I’m currently having the same setup as you: spinnaker running on GKE, exposing deck and gate under an Ingress with 2 NodePort services . Currently, I can only enable IAP for deck.

Also, how can you authenticate to the gate from outside (for example from a webhook)? Do you need to attach any token with the request?

#6

Hi harry,
The ingress you created for Gate is not required. Deck has an endpoint /gate that you can activate and use. The API URL will be https://DECKURL/gate.

To enable the /gate endpoint, edit the file .hal/default/service-settings/deck.yml
Reference: https://github.com/helm/charts/commit/5a95accf98734a2c301ba40045184281f0ddb5b2#diff-1f4ada09744f95decb1cb95f5c0f43bb

Ensure that you enable IAP from halyard.

There are a few endpoints which are open, for eg. the webhook. So what we did was create an nginx deployment in the same cluster and forward the traffic to the gate pod and only to that specific endpoint.

Regards,
Bhavith

#7

Been trying to enable IAP auth and running into some similar issues – when the gate endpoint is called end up with a 502. Disabling IAP in spinnaker, I’m able to access spinnaker (deck) but API requests fail for cors policy issues.

Deck spinnaker.domain.com
Gate spinnaker-api.domain.com

I have IAP enabled in GCP for both endpoints above ^
I get a bunch of redirects and CORS violation errors and eventually a 502 when IAP is enabled via hal.

The file referenced above as .hal/default/service-settings/deck.yml does not exist in my hal setup.

This seems to be the case even if using oauth2 instead of iap (with google), so it could some kind of proxy related stuff – not really sure where to look to debug it.

#8

Hi,

There is an internal endpoint in deck using which you can access Gate. So set the Gate URL as spinnaker.domain.com/gate. This way you won’t get the CORS error.

No need to expose Gate using another Ingress and IAP is only required on the Deck endpoint.

Create the deck.yml in the mentioned location (.hal/default/service-settings). And execute “hal deploy apply”. This will create the /gate endpoint in the deck.

Content of deck.yml should be:
env:
API_HOST: http://spin-gate.{{ .Release.Namespace }}:8084

Ensure that you enable IAP using hal and set the JWT header.

  • Bhavith
1 Like
#9

Worked like a charm, thank you!

#10

This was the next thing I was about to look at – since with IAP there’s not [yet] a way to whitelist/bypass paths like the ones needed for webhooks. You just exposed the webhooks path in a separate ingress that bypasses IAP, is that correct?

Where the spin-gate NodePort service has IAP disabled (no BackendConfig) and spin-deck has a BackendConfig enabling IAP.

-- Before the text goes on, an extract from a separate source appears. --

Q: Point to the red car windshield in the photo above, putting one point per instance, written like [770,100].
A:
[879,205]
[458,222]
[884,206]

apiVersion: extensions/v1beta1
kind: Ingress
metadata:
  name: spinnaker
spec:
  rules:
    - host: spinnaker.domain.com
      http:
        paths:
          - backend:
              serviceName: spin-deck
              servicePort: 9000
            path: /*
          - backend:
              serviceName: spin-gate
              servicePort: 8084
            path: /webhooks/*
          - backend:
              serviceName: spin-gate
              servicePort: 8084
            path: /health
  tls:
    - hosts:
        - spinnaker.domain.com
    - secretName: <redacted>

Update – You have to manually edit the GLB health check to /health and expose it as well, using the Ingress above.

#11

well, we are using a proxy that forwards the traffic directly to the internal LB or service.